Milliband: quo vadis?
Foley, below, says Brown's first task when he returns from hols should be
to sack Millband.
interesting trying to figure out what Milliband is doing - and, separate
question, what he thinks he is doing?
http://www.guardian.co.uk/commentisfree/2008/aug/25/davidmiliband.foreign
policy
David Miliband has to go
The foreign secretary's contradictory statements suggest he is making it
up as he goes along. Gordon Brown must sack him
All comments (70)
* Conor Foley
*
o Conor Foley
o guardian.co.uk,
o Monday August 25 2008 15:00 BST
David Miliband's claim that Nato last week agreed the "formal process" of
bringing Georgia into membership which was immediately contradicted by
the organisation's own general secretary, Jaap de Hoop Scheffer is the
latest of a series of contradictory signals from Britain's foreign
secretary.
Coming in the same week as Nick Brown, one of Gordon Brown's closest
confidantes, wrote that he did not back Georgia's membership and did not
know anyone who does, it reveals the incoherence of Labour's post-Blair
foreign policy.
When Miliband was first appointed as foreign secretary he initially
signalled a break from the Anglo-American imperialism of his
predecessors. In his first interview he spoke of the need to "see the
world through Indian eyes", a reference to the concerns of the global
south and the growing importance of their emerging economies.
Since Goldman Sachs first grouped the nations of Brazil, Russia, India
and China together based on two shared characteristics large
populations and rapid economic growth the so-called Bric nations have
been moving towards a real political alliance. A summit, hosted by
Russia, this May led to the first political declaration by the Bric bloc
which was strongly at variance with current US foreign policy.
Both Brazil and India share Russia and China's hostility to international
military intervention and have tended to vote against resolutions
authorising such actions on the UN security council. But as democracies,
with left-of-centre governments, they should be Labour's natural allies,
particularly if Britain would take more of a lead in addressing their
concerns about world trade and global governance.

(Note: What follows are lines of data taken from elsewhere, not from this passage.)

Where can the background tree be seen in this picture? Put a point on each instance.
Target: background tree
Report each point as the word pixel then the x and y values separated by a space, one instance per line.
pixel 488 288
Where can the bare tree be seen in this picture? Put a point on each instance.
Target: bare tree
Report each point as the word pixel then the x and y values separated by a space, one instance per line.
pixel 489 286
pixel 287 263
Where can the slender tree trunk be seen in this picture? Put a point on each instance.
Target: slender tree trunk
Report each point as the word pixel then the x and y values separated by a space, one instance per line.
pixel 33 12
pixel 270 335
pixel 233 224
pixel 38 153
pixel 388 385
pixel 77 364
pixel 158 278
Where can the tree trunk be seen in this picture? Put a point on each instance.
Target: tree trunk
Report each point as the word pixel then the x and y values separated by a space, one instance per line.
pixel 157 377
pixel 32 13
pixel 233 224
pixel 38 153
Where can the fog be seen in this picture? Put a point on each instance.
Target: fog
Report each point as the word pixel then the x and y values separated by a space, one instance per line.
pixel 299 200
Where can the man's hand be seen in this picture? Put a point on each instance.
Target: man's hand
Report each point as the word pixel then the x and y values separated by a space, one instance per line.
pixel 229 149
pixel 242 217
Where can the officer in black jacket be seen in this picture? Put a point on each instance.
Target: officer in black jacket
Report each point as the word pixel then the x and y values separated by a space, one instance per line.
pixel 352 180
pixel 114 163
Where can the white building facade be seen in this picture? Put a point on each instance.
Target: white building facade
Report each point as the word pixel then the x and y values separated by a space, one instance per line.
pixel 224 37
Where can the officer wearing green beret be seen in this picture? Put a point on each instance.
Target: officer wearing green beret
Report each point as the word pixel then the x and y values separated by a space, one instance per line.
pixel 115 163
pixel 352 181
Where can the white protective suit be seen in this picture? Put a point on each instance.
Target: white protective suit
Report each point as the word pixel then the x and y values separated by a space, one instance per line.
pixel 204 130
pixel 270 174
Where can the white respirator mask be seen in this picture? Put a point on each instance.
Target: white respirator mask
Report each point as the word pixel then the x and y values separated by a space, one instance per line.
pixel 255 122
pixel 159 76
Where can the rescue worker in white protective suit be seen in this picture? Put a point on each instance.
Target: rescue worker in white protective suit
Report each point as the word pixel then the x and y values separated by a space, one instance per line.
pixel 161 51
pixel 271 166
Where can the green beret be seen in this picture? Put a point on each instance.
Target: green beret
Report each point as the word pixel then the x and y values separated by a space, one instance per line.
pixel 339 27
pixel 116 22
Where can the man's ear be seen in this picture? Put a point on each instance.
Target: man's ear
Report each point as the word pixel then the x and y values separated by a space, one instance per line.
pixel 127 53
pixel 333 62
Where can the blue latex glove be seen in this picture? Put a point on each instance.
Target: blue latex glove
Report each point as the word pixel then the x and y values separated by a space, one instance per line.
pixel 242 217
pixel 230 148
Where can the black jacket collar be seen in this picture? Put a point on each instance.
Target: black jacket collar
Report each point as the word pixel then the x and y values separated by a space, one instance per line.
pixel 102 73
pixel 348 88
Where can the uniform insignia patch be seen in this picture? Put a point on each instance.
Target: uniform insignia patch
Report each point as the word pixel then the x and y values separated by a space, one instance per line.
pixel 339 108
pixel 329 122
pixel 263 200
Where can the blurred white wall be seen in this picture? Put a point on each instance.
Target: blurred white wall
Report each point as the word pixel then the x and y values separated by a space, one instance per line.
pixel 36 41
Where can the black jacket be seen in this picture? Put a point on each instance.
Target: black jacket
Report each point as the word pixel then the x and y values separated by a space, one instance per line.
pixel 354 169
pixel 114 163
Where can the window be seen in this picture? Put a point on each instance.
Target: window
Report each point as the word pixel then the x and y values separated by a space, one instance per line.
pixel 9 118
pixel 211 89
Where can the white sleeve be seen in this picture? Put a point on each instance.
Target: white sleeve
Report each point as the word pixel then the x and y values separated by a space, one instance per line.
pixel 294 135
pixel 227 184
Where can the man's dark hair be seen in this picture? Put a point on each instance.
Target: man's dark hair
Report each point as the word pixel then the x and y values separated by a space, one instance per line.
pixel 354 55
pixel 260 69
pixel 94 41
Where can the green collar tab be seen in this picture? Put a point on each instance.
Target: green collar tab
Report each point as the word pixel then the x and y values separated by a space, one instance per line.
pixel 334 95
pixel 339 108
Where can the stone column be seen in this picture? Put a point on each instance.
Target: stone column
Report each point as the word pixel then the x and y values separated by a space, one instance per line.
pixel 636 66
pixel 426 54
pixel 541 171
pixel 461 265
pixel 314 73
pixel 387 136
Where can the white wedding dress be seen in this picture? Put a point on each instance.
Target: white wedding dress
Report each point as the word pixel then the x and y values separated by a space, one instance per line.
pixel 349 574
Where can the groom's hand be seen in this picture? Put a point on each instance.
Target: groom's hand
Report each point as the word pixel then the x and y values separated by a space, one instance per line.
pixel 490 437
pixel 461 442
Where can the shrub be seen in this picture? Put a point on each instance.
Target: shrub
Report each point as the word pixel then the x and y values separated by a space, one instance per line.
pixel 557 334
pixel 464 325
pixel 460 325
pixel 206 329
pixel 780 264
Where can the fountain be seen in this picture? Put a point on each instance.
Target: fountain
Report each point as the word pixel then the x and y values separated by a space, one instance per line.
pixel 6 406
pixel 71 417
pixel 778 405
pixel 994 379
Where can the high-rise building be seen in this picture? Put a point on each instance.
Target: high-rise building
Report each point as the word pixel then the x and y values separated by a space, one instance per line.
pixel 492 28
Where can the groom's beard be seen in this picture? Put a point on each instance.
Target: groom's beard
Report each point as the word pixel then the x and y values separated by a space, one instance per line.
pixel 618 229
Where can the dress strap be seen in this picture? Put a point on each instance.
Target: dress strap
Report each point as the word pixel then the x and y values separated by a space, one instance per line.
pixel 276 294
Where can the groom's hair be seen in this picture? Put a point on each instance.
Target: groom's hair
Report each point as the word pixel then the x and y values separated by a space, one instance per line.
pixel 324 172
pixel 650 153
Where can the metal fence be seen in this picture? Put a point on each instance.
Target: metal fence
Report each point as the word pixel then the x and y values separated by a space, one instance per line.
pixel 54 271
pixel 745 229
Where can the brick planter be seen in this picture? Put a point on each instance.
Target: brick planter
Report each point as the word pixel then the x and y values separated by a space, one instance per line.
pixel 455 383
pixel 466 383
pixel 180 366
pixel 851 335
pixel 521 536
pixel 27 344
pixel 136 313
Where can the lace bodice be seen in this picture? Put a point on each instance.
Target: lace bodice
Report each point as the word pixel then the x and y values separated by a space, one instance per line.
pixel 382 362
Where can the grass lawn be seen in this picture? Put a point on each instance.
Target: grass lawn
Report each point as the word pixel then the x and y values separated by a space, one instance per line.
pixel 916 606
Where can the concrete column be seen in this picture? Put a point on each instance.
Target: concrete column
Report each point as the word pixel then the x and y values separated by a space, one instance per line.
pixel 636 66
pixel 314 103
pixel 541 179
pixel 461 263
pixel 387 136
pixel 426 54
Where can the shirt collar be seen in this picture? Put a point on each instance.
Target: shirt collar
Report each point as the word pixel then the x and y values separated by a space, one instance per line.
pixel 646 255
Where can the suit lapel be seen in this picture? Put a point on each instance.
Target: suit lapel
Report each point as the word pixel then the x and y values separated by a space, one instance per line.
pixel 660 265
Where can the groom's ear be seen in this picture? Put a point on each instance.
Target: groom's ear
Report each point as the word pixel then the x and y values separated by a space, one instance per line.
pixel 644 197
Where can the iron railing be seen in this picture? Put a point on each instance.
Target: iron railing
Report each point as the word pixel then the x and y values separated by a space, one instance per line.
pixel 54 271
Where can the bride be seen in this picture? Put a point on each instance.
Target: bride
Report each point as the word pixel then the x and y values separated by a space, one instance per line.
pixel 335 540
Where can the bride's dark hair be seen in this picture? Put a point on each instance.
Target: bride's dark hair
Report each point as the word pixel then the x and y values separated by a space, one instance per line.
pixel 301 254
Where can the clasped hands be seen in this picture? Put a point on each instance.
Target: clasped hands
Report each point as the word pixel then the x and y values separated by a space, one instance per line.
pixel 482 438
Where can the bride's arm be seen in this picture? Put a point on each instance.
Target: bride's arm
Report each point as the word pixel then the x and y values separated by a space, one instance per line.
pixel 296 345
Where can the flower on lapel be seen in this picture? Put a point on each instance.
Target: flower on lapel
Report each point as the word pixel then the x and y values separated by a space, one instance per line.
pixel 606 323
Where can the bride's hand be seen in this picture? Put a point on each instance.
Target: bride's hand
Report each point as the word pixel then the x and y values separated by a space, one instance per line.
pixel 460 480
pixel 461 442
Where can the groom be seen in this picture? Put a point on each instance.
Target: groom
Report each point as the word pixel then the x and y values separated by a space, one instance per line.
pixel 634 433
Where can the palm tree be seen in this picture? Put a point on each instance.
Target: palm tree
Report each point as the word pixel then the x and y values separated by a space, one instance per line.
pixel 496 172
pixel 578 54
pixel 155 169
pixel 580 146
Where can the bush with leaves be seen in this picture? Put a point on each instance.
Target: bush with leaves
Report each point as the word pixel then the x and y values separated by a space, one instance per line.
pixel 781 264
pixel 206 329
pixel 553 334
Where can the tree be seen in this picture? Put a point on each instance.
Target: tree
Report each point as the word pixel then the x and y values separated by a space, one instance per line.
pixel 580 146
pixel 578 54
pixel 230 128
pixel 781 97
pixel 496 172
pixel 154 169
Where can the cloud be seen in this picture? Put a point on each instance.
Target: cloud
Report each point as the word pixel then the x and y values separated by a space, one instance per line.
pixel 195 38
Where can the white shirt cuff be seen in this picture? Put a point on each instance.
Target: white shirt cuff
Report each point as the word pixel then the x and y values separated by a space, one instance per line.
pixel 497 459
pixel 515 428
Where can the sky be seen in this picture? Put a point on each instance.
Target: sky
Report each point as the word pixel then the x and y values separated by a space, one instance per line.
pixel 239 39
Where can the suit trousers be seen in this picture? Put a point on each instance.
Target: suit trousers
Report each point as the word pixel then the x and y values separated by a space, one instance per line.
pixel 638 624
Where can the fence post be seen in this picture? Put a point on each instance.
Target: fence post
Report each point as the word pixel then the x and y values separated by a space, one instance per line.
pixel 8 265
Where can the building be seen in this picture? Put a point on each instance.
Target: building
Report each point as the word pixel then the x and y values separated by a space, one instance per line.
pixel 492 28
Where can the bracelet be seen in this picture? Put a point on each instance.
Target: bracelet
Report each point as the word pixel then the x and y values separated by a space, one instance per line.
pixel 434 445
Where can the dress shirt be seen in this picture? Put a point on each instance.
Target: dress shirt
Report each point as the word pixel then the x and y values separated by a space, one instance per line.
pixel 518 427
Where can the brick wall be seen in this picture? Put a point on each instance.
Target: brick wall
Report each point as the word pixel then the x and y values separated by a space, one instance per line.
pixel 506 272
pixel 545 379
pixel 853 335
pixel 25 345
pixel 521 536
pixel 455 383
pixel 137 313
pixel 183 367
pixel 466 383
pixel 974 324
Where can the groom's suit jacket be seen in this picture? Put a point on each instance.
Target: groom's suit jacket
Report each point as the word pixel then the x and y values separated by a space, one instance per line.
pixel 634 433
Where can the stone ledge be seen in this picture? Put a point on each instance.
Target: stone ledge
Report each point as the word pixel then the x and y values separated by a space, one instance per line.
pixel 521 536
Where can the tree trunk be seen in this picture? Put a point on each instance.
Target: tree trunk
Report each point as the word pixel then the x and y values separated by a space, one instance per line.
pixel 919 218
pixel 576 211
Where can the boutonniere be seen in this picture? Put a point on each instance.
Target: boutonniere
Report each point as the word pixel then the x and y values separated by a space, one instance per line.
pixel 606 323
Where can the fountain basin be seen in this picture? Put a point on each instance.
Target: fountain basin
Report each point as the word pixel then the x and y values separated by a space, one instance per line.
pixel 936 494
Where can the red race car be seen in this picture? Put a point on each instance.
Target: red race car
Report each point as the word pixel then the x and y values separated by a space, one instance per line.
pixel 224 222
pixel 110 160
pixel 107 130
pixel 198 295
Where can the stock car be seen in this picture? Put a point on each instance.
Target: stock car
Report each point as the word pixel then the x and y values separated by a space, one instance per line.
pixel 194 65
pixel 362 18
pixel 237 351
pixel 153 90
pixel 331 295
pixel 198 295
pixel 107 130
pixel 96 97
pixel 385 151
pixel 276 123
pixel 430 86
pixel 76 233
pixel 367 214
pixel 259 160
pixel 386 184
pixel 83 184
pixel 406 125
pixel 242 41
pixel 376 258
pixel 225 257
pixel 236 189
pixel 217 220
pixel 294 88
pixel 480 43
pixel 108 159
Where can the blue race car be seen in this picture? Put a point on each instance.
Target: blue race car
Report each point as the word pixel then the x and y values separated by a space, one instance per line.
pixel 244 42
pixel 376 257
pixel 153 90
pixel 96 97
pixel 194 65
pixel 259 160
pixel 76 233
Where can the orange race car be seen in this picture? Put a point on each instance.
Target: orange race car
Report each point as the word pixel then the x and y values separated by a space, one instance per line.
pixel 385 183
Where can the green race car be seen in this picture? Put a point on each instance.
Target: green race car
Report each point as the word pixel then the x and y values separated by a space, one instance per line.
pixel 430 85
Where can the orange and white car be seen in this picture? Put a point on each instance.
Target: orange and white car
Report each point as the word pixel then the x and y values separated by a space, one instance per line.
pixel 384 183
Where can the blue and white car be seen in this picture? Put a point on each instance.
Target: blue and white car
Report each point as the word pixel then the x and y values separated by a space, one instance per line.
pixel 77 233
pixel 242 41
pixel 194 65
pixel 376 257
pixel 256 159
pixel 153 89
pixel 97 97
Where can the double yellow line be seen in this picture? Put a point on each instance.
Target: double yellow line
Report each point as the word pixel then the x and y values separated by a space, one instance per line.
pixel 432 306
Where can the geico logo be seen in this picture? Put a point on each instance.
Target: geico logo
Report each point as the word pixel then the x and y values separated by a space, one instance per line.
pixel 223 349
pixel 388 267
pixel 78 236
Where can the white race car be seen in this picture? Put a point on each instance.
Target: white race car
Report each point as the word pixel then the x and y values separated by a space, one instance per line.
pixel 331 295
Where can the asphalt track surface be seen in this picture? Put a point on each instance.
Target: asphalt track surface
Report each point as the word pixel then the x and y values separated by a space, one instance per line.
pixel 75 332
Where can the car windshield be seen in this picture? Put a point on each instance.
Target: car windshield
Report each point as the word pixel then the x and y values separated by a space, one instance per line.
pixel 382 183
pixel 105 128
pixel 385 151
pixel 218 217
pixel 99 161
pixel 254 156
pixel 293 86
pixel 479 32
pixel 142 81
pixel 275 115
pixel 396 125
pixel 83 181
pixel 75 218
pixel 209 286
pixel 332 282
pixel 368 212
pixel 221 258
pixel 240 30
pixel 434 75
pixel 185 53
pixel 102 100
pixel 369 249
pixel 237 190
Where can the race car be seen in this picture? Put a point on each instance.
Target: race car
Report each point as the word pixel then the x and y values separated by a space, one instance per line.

Yet in Miliband's first major speech on foreign policy, this February, he
went even further than Blair in endorsing the interventionist doctrine
saying that "something strange happened" in the 1990s when "the
neoconservative movement seemed more certain about spreading democracy
around the world" than the left. He followed up this completely
historically inaccurate assertion by saying that the failures in Iraq had
all been down to postwar planning and that future "interventions in other
countries must be more subtle, better planned, and if possible undertaken
with the agreement of multilateral institutions". It is difficult to
think of a worse signal to have sent to the rest of the world.
In the wake of the devastating cyclone that hit Burma in May Miliband
hinted that he was considering using the British military to deliver aid
by force a quite extraordinary statement given Britain's current
military capacity and commitments and Burma's proximity to China.
Foreign ministers have a difficult job because their statements need to
be weighed for both their domestic and international political impact.
They also need to construct a consistent narrative so that, for example,
they are not lecturing other countries about human rights while being
complicit in the torture of prisoners themselves.
This has been at the heart of the dilemma facing successive British
foreign secretaries since George Bush began his "war on terror" and, to
be fair to Miliband, he inherited a set of problems over which he had no
control. Neither can foreign ministers pursue policies in isolation from
their prime minister and Robin Cook's defiance of Blair over the
international criminal court's statute was probably the last
demonstration of such independence.
Unfortunately, since Miliband all but announced his candidature for the
Labour leadership last month, every single instance of perceived
differences between him and Brown is coming under the political
microscope.
His initial response to Russia's invasion of Georgia was actually very
well-measured. He correctly condemned it as an aggressive violation of
international law and Georgian sovereignty. "China and the Non-Aligned
Movement will be surprised by this new position," he caustically noted.
He also stated that Georgia's application for Nato membership should
remain on track, but he warned against calls for Russia's isolation
saying that "Our response should be to welcome them into systems such as
the World Trade Organisation."
In perhaps the most significant passage he argued: "I do not support
Russia's expulsion from the G8: that would encourage Russian sense of
victimhood, fuel Russian revanchism, and allow the Russians to position
themselves as the champion of reform for those currently outside the
G8." Well quite, but splitting Nato hardly sends out the best signals
either.
Opinion polls show that people do not know what Miliband stands for and
this is because he is simultaneously arguing contradictory positions. I
would probably have supported him if he had stood for the leadership of
the Labour party against Brown last year. A proper election would have
helped both candidates to clarify their respective political positions.
Now the problem is that we simply do not know when Miliband says
something if he is speaking on Brown's behalf, positioning himself
against him, or just making it up as he goes along. That is a rather
worrying drawback in a foreign secretary in our nuclear age.
Most people who know Miliband say that he is an extremely talented,
clever and affable person, so it grieves me to say it, but when Brown
returns from his holiday, his first task should be to be sack him.